Aryeh was done with his story, done with his pasta and needed to get over to the King David Hotel for the important meeting with the head of the ADL.

Interviews at Hebrew University

On Sunday morning, Kacey telephoned the public relations department at Hebrew University requesting permission to come on campus and interview students for her project. HU’s spokesperson granted the permission and we jumped in a cab to go across town to the campus.

We interviewed a dozen people at HU. Mostly students but some other people too, including the librarian.

The best interviews were a group of four young men with differing opinions of why things were the way they were. At one point, their discussion swung to Hamas and Hezbollah.
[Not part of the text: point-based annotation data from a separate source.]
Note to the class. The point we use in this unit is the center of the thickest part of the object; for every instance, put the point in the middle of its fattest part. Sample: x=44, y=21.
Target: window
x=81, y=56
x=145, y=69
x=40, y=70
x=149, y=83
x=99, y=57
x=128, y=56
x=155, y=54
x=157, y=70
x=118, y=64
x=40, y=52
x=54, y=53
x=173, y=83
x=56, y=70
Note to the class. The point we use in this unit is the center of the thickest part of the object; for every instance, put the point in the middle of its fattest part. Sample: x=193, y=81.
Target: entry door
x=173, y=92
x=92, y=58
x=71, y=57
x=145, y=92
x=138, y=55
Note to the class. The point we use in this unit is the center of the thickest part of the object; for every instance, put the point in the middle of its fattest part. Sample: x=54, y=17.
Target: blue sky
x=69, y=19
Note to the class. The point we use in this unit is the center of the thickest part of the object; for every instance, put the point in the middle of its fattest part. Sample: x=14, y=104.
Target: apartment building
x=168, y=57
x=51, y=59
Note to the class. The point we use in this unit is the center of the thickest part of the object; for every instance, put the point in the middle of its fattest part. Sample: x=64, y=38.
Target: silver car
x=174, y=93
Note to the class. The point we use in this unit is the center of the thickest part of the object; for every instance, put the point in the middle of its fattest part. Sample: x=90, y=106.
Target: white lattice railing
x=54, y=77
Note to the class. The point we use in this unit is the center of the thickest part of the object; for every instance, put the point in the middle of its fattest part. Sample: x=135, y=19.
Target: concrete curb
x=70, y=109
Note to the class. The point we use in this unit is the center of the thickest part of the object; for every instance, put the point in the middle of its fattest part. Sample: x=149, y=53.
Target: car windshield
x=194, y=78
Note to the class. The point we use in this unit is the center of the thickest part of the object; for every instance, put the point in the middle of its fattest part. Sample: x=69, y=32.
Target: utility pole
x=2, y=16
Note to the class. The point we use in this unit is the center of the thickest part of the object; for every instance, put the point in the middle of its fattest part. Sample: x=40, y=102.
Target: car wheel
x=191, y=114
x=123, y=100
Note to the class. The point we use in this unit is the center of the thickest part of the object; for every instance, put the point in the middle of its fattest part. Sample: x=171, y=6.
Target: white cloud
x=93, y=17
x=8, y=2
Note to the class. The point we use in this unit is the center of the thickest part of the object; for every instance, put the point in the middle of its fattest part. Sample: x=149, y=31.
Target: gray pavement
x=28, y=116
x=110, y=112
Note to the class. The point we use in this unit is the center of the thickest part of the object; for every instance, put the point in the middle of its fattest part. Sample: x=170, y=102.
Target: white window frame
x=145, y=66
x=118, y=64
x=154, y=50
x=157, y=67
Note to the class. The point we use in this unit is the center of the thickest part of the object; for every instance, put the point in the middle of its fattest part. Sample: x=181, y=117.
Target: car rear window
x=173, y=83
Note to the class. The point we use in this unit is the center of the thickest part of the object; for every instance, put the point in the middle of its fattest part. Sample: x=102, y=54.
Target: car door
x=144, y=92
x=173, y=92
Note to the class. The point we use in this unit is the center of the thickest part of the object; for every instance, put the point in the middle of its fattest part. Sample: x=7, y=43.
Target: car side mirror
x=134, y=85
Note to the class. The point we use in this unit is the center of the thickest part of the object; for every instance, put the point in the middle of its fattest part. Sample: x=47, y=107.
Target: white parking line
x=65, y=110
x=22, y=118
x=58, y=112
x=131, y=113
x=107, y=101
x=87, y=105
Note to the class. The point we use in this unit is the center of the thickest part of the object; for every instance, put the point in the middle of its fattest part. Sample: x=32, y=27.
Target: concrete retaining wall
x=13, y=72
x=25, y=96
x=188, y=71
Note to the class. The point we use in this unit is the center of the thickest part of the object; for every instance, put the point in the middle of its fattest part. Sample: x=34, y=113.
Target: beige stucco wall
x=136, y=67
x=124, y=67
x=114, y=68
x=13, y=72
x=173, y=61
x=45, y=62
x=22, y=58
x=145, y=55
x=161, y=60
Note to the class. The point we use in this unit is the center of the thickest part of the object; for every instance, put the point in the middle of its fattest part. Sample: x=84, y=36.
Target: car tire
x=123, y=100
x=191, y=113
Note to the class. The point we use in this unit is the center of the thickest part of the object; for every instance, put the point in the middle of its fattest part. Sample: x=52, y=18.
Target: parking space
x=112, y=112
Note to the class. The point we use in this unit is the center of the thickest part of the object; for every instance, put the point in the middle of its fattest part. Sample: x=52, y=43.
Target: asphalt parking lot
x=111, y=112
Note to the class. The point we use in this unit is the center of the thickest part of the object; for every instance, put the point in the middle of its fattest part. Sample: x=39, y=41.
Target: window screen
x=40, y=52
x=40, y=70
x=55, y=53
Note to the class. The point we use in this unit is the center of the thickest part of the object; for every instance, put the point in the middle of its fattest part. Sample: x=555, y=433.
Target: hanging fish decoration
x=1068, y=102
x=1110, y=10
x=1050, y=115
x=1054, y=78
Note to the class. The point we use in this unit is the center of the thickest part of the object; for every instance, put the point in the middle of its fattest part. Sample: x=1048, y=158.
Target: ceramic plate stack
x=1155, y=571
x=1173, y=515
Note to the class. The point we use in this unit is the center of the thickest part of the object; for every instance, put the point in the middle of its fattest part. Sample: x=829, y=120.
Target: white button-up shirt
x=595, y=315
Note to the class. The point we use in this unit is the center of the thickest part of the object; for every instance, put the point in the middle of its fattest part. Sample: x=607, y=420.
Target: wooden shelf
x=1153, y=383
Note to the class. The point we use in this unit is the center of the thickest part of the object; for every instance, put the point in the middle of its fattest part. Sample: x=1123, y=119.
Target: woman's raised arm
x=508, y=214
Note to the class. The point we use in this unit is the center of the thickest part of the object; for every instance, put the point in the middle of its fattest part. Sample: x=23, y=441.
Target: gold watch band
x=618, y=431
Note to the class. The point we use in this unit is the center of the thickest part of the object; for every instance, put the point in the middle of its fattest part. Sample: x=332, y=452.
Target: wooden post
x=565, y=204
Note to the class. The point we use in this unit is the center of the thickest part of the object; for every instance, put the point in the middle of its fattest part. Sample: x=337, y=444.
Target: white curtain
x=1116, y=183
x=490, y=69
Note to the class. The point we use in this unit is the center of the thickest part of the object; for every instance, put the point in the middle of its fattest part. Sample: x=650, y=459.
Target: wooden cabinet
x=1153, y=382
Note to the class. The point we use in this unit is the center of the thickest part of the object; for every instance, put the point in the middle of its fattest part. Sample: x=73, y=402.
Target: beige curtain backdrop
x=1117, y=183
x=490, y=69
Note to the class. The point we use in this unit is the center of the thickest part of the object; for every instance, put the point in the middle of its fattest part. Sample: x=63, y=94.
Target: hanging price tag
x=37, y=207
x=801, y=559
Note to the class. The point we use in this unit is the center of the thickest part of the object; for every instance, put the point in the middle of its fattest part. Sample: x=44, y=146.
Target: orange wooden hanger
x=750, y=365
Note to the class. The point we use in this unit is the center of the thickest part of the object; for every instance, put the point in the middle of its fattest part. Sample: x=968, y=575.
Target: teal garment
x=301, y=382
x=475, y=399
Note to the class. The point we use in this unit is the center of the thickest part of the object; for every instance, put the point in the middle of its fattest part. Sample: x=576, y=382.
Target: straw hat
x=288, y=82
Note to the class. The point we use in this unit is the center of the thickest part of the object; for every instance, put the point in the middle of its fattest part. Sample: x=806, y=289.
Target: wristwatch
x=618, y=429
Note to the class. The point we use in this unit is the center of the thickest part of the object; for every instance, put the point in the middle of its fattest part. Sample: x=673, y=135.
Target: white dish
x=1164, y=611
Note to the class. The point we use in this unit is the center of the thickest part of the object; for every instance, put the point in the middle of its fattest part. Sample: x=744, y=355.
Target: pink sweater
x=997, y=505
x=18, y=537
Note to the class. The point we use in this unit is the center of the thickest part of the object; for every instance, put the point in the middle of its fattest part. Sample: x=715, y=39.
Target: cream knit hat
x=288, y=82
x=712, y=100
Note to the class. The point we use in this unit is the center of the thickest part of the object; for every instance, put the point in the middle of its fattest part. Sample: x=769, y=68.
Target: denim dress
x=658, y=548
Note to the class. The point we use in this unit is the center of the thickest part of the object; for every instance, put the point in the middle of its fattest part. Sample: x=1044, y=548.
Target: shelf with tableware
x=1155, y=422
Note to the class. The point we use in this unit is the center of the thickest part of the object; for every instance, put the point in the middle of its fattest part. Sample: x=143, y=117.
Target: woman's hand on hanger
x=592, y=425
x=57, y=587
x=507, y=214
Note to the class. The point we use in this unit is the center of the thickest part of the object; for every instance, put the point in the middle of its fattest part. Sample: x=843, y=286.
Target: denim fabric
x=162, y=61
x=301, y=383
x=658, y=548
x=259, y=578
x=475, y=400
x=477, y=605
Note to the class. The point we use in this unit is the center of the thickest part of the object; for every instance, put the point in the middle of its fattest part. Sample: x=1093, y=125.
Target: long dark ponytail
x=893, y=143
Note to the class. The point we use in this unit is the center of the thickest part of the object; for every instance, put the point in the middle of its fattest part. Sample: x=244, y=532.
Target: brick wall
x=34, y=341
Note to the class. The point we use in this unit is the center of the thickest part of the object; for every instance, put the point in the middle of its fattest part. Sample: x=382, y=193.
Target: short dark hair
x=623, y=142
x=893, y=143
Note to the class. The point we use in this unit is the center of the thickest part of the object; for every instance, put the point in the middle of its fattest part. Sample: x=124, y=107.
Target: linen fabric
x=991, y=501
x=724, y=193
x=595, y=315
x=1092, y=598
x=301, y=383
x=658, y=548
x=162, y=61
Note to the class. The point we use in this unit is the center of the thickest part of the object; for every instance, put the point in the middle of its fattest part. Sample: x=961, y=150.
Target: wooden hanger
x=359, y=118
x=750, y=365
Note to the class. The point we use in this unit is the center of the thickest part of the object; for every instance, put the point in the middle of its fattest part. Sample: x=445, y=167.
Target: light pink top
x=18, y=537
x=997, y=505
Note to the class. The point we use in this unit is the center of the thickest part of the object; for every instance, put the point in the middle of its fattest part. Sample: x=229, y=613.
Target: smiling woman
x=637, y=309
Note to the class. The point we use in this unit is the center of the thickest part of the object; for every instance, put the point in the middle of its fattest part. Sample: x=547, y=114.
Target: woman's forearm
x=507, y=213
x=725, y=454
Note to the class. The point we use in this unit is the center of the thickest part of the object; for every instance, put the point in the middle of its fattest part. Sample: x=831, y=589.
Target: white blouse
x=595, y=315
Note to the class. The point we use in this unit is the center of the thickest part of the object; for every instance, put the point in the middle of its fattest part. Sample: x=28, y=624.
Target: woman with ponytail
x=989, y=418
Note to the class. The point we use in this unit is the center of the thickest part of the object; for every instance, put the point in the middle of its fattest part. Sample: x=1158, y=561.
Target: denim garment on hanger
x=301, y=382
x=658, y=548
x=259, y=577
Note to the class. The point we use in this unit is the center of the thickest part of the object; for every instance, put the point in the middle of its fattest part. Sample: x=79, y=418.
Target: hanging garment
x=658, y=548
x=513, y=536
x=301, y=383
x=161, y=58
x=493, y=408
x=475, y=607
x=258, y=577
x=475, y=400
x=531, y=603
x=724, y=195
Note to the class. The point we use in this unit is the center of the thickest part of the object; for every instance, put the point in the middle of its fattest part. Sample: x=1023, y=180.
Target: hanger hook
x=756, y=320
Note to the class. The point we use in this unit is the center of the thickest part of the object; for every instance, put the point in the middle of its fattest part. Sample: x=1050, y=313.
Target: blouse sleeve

One of the security guards, who I’d noticed loitering near us where we sat on the grass lawn, came over and spoke to one of the young men.

While the interviews carried on, I went over and told the security guard that we had permission from the public relations department to be on campus conducting interviews.

“It’s okay,” the student said. “I tell him we are open-minded campus and discuss politics openly. No problem.”

But apparently it was a problem.

After the student sat down with the rest of the group. I stayed with the security officer and talked some more. Apparently, it wasn’t okay to have open discussions about politics, especially regarding the Arabs.

“We have lots of Arabs here,” the security guard explained. “No political discussions like that about Hezbollah or Hamas. It could create big problem.”

“Okay, okay. It thing they are done now,” I said. “We were just talking to them about life here and, you know, the situation in Lebanon just came up.”

And how could it not have? Hezbollah rockets being fired into northern Israel where two dozen Israelis, mostly civilians, had been killed during the past two weeks was on everyone’s minds and permeated every discussion we had, especially with Israeli Jews.